Genetic causes of craniofacial disorders

The aim of the study is to identify new genetic causes of craniofacial
developmental anomalies. We will focus on several disorders comprising
orofacial clefting, cranioynostosis and/or abnormal tooth development.
In nonsyndromic form, these disorders are all relatively common developmental
anomalies. They can also be part of a syndrome (syndromic forms) or occur
within families (familial forms). . These disorders can be caused by strongly
penetrant mutations in Mendelian genes, interactions between multigenic and
environmental factors, and/or stochastic factors. However, especially in
nonsyndromic forms, there is not much known about the genetic factors that are
associated with the disease. The genetic cause of these craniofacial disorders
is only identified in a small number of patients. The use of next generation
sequencing techniques will increase this number.
Genetic diagnoses will allow optimal treatment and management of the disorder.
Moreover, it is a prerequisite for adequate genetic counseling to patients and
their families. Furthermore, understanding the molecular background of these
disorders will pave the way for possibilities for development of therapy.
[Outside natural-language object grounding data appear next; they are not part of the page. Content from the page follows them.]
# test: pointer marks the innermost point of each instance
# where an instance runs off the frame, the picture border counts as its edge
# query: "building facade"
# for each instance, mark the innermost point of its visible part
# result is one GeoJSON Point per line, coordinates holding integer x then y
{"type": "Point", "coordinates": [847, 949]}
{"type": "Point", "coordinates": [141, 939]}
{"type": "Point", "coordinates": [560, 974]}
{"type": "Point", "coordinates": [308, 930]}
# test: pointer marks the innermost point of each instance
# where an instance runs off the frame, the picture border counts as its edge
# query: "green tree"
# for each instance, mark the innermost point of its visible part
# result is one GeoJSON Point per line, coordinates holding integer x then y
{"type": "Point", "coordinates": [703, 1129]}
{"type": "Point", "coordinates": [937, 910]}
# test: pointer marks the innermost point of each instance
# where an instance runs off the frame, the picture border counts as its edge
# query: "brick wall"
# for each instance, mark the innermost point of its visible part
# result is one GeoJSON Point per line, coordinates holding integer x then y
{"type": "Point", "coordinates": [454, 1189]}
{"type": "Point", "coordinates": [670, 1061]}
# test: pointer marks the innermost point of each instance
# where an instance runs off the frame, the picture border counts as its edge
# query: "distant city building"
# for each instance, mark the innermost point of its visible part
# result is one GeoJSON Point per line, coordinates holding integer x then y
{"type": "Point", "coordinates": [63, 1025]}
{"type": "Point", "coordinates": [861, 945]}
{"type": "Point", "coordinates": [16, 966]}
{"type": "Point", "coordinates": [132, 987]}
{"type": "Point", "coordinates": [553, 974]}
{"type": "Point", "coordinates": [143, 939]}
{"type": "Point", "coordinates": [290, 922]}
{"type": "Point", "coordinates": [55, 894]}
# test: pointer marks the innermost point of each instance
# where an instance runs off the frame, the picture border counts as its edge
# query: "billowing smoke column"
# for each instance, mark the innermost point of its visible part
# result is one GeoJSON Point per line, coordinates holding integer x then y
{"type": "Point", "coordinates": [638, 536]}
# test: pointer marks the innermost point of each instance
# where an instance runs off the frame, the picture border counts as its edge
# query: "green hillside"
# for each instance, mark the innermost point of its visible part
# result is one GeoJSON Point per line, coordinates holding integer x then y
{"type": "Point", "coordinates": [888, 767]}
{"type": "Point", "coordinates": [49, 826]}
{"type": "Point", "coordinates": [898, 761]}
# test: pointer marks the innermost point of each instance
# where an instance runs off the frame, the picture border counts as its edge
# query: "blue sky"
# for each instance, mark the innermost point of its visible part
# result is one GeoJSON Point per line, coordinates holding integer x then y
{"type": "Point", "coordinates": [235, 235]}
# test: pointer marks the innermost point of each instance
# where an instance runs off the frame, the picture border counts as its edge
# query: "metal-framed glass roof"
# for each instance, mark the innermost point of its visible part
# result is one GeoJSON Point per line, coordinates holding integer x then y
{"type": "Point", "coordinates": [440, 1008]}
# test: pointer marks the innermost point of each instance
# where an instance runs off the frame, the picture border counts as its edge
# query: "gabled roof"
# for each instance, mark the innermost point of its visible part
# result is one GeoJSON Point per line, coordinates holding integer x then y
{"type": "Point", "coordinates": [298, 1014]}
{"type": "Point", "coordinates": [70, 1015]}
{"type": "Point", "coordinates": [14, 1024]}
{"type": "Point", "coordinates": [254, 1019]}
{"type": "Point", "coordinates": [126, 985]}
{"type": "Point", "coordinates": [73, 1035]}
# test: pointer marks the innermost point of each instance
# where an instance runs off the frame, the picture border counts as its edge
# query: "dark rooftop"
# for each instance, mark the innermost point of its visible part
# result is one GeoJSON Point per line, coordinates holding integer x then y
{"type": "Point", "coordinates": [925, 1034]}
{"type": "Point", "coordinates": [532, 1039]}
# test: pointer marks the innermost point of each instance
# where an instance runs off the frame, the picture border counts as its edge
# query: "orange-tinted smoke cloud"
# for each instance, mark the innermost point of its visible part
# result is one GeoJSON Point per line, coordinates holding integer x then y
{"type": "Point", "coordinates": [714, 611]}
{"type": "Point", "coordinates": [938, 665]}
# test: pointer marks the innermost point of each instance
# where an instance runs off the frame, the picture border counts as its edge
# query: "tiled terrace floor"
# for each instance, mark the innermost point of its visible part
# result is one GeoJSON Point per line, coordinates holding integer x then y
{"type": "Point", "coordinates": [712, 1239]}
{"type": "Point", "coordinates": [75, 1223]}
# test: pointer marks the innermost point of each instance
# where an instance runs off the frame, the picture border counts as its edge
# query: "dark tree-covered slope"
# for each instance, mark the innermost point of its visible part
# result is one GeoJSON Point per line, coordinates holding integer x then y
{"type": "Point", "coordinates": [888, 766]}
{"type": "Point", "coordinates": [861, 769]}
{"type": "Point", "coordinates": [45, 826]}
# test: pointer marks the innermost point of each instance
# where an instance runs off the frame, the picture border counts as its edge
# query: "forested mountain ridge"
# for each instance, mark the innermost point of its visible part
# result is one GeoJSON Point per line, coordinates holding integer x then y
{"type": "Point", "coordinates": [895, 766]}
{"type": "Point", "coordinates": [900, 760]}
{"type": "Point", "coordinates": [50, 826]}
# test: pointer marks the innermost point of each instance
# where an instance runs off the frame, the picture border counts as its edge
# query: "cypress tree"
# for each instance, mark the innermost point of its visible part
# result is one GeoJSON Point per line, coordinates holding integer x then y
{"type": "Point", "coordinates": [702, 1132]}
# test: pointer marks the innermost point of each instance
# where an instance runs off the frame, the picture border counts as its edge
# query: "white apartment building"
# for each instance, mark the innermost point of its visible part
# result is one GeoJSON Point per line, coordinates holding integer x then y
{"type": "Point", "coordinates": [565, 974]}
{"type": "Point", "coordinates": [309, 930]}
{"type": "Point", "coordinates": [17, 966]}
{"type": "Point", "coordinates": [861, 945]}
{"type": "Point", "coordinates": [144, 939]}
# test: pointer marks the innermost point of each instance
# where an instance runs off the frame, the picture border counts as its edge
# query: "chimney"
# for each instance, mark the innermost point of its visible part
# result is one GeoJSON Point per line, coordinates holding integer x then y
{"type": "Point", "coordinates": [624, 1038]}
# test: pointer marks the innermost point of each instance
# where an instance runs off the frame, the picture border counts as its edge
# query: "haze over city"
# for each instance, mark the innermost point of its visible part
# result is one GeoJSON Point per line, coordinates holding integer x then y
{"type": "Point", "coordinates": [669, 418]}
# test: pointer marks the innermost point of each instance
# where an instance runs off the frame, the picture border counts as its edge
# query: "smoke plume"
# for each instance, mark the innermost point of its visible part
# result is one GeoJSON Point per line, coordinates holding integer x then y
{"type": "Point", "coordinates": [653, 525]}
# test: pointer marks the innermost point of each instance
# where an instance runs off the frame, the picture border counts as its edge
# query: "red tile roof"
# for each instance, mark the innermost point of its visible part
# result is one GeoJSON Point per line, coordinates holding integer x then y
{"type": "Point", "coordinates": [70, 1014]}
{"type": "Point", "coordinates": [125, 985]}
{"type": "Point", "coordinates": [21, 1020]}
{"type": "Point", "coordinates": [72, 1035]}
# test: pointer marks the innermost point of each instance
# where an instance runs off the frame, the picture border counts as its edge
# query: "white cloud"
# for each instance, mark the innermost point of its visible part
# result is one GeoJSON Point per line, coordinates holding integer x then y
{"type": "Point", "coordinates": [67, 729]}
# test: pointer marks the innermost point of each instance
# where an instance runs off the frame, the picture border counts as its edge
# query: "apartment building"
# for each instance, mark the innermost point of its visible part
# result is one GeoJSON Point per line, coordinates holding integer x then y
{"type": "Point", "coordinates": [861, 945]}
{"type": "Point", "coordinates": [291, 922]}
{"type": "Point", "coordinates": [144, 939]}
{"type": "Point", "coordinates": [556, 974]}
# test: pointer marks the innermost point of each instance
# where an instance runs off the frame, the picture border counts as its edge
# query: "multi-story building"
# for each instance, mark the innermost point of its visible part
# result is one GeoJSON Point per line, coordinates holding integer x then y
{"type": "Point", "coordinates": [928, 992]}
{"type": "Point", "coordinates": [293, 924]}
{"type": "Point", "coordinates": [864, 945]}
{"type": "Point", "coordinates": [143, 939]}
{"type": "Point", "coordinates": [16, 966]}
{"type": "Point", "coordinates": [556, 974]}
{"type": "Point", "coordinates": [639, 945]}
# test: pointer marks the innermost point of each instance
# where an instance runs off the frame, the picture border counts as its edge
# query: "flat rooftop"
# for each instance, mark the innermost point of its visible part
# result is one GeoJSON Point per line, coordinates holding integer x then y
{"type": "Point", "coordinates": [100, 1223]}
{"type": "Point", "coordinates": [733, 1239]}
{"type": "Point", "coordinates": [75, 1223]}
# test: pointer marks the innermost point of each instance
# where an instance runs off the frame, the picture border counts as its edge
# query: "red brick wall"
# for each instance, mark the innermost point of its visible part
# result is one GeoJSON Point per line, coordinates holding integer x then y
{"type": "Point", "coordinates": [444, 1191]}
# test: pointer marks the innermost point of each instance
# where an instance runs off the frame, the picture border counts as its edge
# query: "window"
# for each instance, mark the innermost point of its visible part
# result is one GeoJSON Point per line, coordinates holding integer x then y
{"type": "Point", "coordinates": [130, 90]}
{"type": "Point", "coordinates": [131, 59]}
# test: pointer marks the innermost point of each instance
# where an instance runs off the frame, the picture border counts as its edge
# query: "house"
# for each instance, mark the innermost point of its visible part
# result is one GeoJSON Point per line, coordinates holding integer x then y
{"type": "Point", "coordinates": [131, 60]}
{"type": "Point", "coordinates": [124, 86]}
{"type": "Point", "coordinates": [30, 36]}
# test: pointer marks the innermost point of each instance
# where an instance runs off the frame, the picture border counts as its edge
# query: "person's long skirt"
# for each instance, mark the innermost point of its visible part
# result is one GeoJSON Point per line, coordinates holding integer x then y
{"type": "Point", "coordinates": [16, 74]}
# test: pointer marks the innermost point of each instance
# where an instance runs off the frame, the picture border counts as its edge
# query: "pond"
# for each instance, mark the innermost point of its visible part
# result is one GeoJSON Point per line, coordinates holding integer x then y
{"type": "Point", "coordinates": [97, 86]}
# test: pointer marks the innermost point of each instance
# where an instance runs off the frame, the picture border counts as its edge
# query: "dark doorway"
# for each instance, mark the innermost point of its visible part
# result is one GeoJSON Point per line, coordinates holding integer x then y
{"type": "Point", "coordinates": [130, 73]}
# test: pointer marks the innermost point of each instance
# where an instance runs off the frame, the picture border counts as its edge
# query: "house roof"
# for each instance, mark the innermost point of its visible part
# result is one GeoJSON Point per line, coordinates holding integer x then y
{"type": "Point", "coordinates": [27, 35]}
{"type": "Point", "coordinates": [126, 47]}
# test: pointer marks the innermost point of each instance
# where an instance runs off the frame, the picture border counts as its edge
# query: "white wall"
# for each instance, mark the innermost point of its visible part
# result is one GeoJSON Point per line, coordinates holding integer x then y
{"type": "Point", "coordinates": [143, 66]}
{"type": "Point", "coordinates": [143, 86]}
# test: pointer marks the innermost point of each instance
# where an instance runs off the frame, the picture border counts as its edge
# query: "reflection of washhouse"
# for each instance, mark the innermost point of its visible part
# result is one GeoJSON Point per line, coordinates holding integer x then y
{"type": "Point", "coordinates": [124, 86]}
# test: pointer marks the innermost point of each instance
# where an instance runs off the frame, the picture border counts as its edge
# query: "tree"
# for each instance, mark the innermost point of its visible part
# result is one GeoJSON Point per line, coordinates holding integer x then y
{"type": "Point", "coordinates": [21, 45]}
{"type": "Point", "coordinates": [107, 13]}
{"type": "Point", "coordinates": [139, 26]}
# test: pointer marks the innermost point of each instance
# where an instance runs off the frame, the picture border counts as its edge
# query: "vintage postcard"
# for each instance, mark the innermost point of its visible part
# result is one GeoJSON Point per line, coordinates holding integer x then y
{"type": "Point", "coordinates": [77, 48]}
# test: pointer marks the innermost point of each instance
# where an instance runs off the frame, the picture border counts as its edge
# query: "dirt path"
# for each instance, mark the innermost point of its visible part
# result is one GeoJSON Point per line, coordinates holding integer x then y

The objective of the study is to identify genetic causes of
developmentalanomalies of the face and skull (craniofacial anomalies), such as
orofacial clefting, craniosynostosis, abnormal dental development and rare
craniofacial syndromes.

Individual patients and families will be selected by a clinical geneticist or
other medical specialists involved in the craniofacial/cleft team. The
selection will be based on the phenotype and/or numbers of affected persons
within a family. The recruited patients will be seen by the principal
investigator (PI). During this visit a (family) history will be taken, the
patient will be physically examined and a blood sample will be obtained for the
isolation of DNA.
Within routine diagnostics known causes of craniofacial disorders will be
investigated using targeted DNA gene tests and/or microarray analysis. When no
causative defect is identified, next generation sequencing (whole exome or
whole genome sequencing) will be performed in the patient and, depending on the
probable mode of inheritance, possibly in other affected individuals in the
family.
The patient and/or his/her relatives will be counselled about the risks and
benefits of next generation sequencing by the PI prior to inclusion in the
study. The results of the investigations will be discussed with the patient or
his parents by the PI. If there is an unsollicited finding this will be
reported to the "Commissie Toevalsbevindingen" (committee of unsollicited
findings) of the Radboud University Medical Center. If the Committee decides it
is necessary to inform the patient about the unsollicited finding, this will be
done by the PI.
If segregation analysis in affected or non-affected family members of gene
variants that have been identified by exome or genome sequencing is necessary,
they will be asked for permission by the (legal representatives of the) patient
himself. The PI will subsequently inform about the study, acquire permission of
the family member, perform physical examination and obtain a blood sample.

The only physical burden is a venipuncture. There is a small chance of
unsollicited findings when whole exome or genome sequencing is performed.